Испытывая удовлетворение от собственной кроткой терпеливости, она встала, чтобы выйти, но подумалось горькое: он меня не любит и не ценит, он живет только своим несчастьем и музыкой, для меня в его душе места не остается. Следующая мысль была еще неприятней. «Но ведь и я его не люблю, — вдруг сказала себе Антонина Аркадьевна с безжалостной трезвостью. — Я люблю его как композитора, творящего великую музыку, но как человек он мне не близок, а как мужчина даже стал неприятен».

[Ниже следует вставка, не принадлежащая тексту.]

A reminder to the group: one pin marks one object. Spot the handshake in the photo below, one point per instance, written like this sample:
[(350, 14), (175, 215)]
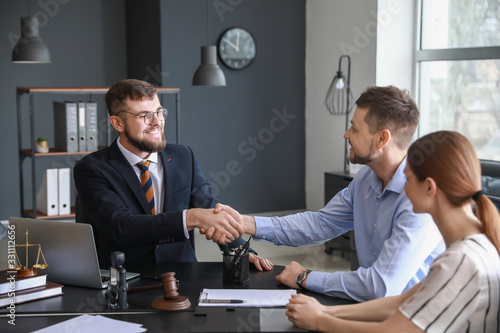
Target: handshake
[(222, 224)]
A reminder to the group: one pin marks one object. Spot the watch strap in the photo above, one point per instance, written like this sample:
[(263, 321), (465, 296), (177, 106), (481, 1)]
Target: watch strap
[(301, 277)]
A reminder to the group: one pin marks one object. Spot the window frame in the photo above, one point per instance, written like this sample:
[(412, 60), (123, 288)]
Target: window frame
[(446, 54)]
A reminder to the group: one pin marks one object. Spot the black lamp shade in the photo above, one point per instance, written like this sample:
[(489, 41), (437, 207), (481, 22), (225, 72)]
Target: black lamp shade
[(30, 48), (209, 73)]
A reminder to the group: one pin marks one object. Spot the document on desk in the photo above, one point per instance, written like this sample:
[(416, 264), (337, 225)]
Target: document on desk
[(93, 324), (245, 297)]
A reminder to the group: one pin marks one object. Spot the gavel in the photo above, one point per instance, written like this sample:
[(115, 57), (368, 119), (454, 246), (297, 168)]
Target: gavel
[(171, 300)]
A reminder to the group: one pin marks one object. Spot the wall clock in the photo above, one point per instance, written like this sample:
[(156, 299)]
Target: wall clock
[(236, 48)]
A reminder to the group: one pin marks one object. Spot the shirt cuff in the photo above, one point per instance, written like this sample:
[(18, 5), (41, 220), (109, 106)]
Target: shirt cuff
[(186, 233), (315, 280), (263, 228)]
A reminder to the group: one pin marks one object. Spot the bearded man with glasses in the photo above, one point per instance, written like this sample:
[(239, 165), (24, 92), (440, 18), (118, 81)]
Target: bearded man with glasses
[(145, 197)]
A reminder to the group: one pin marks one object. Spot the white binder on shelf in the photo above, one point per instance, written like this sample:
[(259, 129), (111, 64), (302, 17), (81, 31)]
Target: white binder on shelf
[(65, 126), (82, 140), (91, 128), (47, 196), (64, 191)]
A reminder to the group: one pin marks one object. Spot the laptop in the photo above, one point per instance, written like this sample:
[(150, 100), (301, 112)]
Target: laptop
[(69, 250)]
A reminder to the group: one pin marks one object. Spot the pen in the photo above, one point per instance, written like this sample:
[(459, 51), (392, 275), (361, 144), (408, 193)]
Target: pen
[(223, 301)]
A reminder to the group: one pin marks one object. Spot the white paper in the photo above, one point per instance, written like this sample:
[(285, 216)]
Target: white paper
[(252, 297), (93, 324), (275, 320)]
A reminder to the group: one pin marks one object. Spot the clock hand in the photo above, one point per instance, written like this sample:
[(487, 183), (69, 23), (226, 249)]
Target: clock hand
[(232, 45), (237, 41)]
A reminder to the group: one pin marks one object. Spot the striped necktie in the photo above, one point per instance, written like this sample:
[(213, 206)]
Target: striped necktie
[(147, 184)]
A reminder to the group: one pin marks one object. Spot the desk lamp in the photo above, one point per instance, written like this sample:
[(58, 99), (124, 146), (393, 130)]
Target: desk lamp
[(338, 100)]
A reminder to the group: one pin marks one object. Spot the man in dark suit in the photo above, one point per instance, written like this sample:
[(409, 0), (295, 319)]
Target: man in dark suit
[(147, 212)]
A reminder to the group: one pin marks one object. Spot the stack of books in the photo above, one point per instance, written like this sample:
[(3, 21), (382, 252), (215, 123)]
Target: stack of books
[(15, 289)]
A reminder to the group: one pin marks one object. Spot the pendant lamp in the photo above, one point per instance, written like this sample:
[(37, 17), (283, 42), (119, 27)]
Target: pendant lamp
[(30, 48), (209, 73), (338, 99)]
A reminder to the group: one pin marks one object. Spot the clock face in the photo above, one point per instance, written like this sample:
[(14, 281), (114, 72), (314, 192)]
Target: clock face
[(236, 48)]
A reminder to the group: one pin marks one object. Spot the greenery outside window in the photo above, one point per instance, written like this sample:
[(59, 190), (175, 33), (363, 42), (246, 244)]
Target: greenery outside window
[(458, 70)]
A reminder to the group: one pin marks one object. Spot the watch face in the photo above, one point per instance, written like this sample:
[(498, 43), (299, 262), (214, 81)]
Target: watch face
[(237, 48)]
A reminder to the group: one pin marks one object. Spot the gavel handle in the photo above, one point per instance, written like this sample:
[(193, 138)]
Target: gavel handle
[(139, 289)]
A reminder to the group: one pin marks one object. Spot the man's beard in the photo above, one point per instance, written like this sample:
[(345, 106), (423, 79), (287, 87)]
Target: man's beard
[(370, 157), (144, 145)]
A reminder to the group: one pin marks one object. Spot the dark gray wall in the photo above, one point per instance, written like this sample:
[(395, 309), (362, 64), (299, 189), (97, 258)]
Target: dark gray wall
[(87, 40), (253, 155)]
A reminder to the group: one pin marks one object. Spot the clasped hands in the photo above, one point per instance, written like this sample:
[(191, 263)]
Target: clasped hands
[(225, 225)]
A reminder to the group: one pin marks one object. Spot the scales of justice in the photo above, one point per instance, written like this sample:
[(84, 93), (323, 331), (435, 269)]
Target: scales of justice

Сама испугавшись мысли, показавшейся ей предательством, она виновато обернулась от дверей и увидела, что муж смотрит на нее с жалкой улыбкой, совсем ему не свойственной.
— Прости меня, Цапа. Я сегодня не первой свежести…
У нее дрогнуло сердце. Он называл ее этим прозвищем в минуты нежности. Цапой звали кошку в московском доме, где они познакомились, и Климентьев потом шутил, что Антонина Аркадьевна закогтила его своими цепкими лапками. Давно он не обращался к ней так.
— Тебе не нужно извиняться. Хочешь бранить меня — брани, хочешь гнать — гони. Я всегда буду недалеко, чтобы быть рядом, если понадоблюсь, — быстро сказала она и сама почувствовала, что это прозвучало высокопарно, а Климентьев не выносил того, что он называл «драмой».
Он и в самом деле поморщился, его лицо стало обычным, насмешливым.
— На случай, если я тебе нагрублю и придется каяться, я заранее приготовил искупительный дар. Ты знаешь мою предусмотрительность. Вчера купил на базаре, за полтинник.
Делать обыкновенные, скучные подарки Климентьев считал пошлостью и если преподносил ей что-то (такое случалось нечасто), то непременно какую-нибудь смешную или странную чепуху. Однажды подарил старинную дамскую блохоловку — «ловить игривые мысли».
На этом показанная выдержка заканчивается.